Saturday, March 24, 2018

The Mature Business Plan (Tradecraft)

"So if you don't have an updated business plan, do you just look at the previous year and try to do better?"

"Well, ahh, yeah."

I had a business plan when I first started and it saved my life. My mantra was stick to the plan. As the business continued to prosper and evolve, the plan was always in the back of my mind, but eventually it became an artifact of our history, rather than a living document. It's so old, at the time I didn't even have the name of the store sorted out:

This is not to say I don't do businessy plan things. Every year I write an annual report for stockholders that does an industry analysis, looks at threats and opportunities, and includes those wonky financial reports that I've grown to love and hate. I handed those to a business broker this week who encouraged me to write a new plan.

Note they didn't say update my plan, because if it hasn't been updated in 14 years, I essentially don't have a plan. I don't intend to sell the business, but having a plan is integral to any sort of hand off, including if something were to happen to me along this journey. I also know no experienced retailer will ever believe their business is marketable, so they're all reading this with skepticism right now. I would have to actually sell before they believed it was possible.

When I first realized I needed a plan, there was quite a bit of pride and a tinge of resentment. I just wrote a damn book about the trade, and keeping my ego in check was never a strong suit. I fantasized my first paragraph would start:

Look here bitches....

A new business plan for a new store is a lot of research, industry analysis, a mission statement and financials that are more wishful thinking than likely outcomes. It's an endearing attempt to show you did your homework, and might be useful to convince a friend or close relative to invest. But an established business plan?

That challenges every aspect of my knowledge of the industry and my business. Where do I think the industry is going? What's likely to happen in the next five years with our current location? How do I truly feel about my management team? Or our ability (or inability) to manage? How do I handle marketing when social media, our primary method, is in turmoil? And those financials... How optimistic should I be and should I base it on past performance even though we're in new waters? Most importantly, and this has certainly changed along the way: What is my mission? I think all the anxiety surrounds that last question, because I'm certain I'm off course when it comes to my mission.

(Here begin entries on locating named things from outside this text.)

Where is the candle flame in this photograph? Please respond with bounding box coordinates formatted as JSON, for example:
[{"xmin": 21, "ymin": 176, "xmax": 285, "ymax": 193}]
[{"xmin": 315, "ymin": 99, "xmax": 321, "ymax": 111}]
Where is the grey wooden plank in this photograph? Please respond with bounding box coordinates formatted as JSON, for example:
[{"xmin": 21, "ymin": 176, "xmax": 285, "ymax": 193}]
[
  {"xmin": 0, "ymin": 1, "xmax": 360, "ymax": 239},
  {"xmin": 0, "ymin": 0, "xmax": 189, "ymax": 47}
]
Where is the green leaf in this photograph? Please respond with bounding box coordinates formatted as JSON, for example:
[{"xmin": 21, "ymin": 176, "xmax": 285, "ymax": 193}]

When I was in high school I spent half a semester in "bonehead english" due to a scheduling conflict. We had ridiculous writing assignments like: Describe the changes you would make if you were king of the world. I would go to town and draw on my D&D fantasies and write an elaborate treatise about how things would be if I were king. The other kids would kick back and pace themselves on this joke of an assignment. The meta of this, the point of the exercise, was to keep us busy while the wrestling coach read his magazines.* Who was the bonehead here?

An established business plan needs to keep the meta in mind, the point of the exercise. You have a business that's profitable, so no need to posture. Just describe how you'll make it better and more successful for the foreseeable future, for anyone who decides to become a stakeholder. Who knows, maybe the plan will become a guide. Maybe the mission will present itself, if you choose to accept it.

* Eventually I got moved to a regular english class and the teacher would publicly praise me for my adequate work, much to the irritation of my friends who knew I wasn't a (complete) bonehead.